The House passed two bills, 1420 and 1450, which would have converted the fee to an enterprise, thereby freeing up space under the revenue cap set by the Taxpayer’s Bill of Rights. Getting the fee out from under TABOR would have allowed $750 million to be directed toward transportation and education and helped backfill some of the $362 million in severance taxes that lawmakers have used to cover spending gaps since 2006.
Senate leaders delayed introducing the bills until Tuesday, thus assuring they wouldn’t get the required number of readings needed to pass before the sessions ends.

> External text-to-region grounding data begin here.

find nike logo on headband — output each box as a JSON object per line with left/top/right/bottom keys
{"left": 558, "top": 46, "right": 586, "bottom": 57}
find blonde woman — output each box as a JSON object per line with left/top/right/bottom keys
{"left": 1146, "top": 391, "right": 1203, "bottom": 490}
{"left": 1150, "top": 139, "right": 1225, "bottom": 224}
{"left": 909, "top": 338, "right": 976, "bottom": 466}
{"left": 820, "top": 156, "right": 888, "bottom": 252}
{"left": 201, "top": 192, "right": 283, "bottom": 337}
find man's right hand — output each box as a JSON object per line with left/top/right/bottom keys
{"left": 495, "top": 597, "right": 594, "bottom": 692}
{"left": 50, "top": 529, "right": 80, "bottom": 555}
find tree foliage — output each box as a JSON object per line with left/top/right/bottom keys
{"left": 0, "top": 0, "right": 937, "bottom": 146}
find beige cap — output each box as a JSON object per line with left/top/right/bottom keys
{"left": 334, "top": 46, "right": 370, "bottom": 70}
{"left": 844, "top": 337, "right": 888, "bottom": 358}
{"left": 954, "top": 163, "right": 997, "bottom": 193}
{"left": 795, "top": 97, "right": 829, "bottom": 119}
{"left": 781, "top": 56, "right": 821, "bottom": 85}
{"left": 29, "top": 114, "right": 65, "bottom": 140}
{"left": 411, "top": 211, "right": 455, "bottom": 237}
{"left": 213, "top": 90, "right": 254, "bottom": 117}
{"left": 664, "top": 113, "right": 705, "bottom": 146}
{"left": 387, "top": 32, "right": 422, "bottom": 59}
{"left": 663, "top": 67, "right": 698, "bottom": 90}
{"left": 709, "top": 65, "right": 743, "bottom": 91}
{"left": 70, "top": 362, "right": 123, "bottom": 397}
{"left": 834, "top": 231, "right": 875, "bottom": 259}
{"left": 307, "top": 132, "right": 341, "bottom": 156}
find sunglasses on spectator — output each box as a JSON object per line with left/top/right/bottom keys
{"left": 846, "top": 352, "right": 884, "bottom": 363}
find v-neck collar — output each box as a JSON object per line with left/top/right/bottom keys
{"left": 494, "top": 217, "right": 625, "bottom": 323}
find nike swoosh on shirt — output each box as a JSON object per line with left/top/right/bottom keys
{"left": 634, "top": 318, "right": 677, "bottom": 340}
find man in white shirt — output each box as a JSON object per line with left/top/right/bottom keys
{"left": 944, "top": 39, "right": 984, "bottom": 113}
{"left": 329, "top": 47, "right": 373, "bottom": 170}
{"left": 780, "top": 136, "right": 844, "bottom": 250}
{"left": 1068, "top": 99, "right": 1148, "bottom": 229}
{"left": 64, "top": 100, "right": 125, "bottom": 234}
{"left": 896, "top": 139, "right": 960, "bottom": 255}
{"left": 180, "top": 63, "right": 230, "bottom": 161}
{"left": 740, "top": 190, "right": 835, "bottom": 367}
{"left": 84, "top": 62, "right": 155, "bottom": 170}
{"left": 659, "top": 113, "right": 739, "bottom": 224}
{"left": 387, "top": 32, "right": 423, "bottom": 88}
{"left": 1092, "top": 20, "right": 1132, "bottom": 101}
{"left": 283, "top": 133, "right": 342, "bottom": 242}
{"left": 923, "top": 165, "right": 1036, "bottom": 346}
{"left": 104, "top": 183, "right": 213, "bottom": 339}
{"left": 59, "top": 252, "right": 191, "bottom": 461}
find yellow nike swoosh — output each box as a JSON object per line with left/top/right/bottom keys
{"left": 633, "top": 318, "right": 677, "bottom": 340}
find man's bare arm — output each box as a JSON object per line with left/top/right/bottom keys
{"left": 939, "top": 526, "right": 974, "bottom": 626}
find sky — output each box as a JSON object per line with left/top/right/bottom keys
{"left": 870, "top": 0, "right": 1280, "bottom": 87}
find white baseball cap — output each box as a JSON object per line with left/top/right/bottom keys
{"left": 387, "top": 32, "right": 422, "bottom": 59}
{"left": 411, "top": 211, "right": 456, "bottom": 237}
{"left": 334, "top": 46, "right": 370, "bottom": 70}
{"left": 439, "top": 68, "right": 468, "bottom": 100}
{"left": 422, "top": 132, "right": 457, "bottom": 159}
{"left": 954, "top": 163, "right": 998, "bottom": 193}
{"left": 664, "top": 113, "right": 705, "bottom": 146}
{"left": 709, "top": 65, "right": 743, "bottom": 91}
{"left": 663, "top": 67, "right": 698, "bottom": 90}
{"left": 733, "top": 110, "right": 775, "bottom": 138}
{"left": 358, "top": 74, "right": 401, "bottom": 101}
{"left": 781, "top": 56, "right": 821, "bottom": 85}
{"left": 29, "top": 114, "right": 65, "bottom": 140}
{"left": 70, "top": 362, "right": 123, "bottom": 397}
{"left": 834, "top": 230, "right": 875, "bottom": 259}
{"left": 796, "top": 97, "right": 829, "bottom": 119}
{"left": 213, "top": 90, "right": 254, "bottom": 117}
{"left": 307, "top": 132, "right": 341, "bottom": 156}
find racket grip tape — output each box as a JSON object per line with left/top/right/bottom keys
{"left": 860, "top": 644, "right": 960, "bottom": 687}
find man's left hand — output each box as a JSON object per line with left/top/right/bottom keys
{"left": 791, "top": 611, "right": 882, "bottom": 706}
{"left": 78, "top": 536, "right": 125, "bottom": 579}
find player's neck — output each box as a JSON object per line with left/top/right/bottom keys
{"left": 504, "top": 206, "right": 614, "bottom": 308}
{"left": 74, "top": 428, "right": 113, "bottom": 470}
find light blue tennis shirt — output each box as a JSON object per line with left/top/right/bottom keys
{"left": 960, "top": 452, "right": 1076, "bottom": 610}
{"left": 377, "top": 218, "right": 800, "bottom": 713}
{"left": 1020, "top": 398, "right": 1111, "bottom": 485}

Several Republicans broke ranks to support the House measures, so it would have been instructive to hear arguments in the Senate. In an election year, voters deserve to understand the rationale behind fiscal policy positions and who’s taking them.
Early on, some Republicans argued that converting the fee eliminated refunds to taxpayers. But budget negotiations removed that scenario from the equation. In a parallel universe, funding for roads and schools without a tax increase sounds like something the GOP would get behind.
“I don’t quite understand a lot of my fellow Republicans saying, ‘Oh, we have to preserve TABOR,’” John Suthers told The Colorado Independent last week. “The easiest way to preserve TABOR, and not increase taxes, is to remove the provider fee from the calculation. But obviously there’s a group in the Senate that feels differently.”
In 2009, Suthers, who was then Colorado’s Republican attorney general, urged lawmakers to make the new fee an enterprise. The current attorney general, Republican Cynthia Coffman, says converting it now is perfectly legal.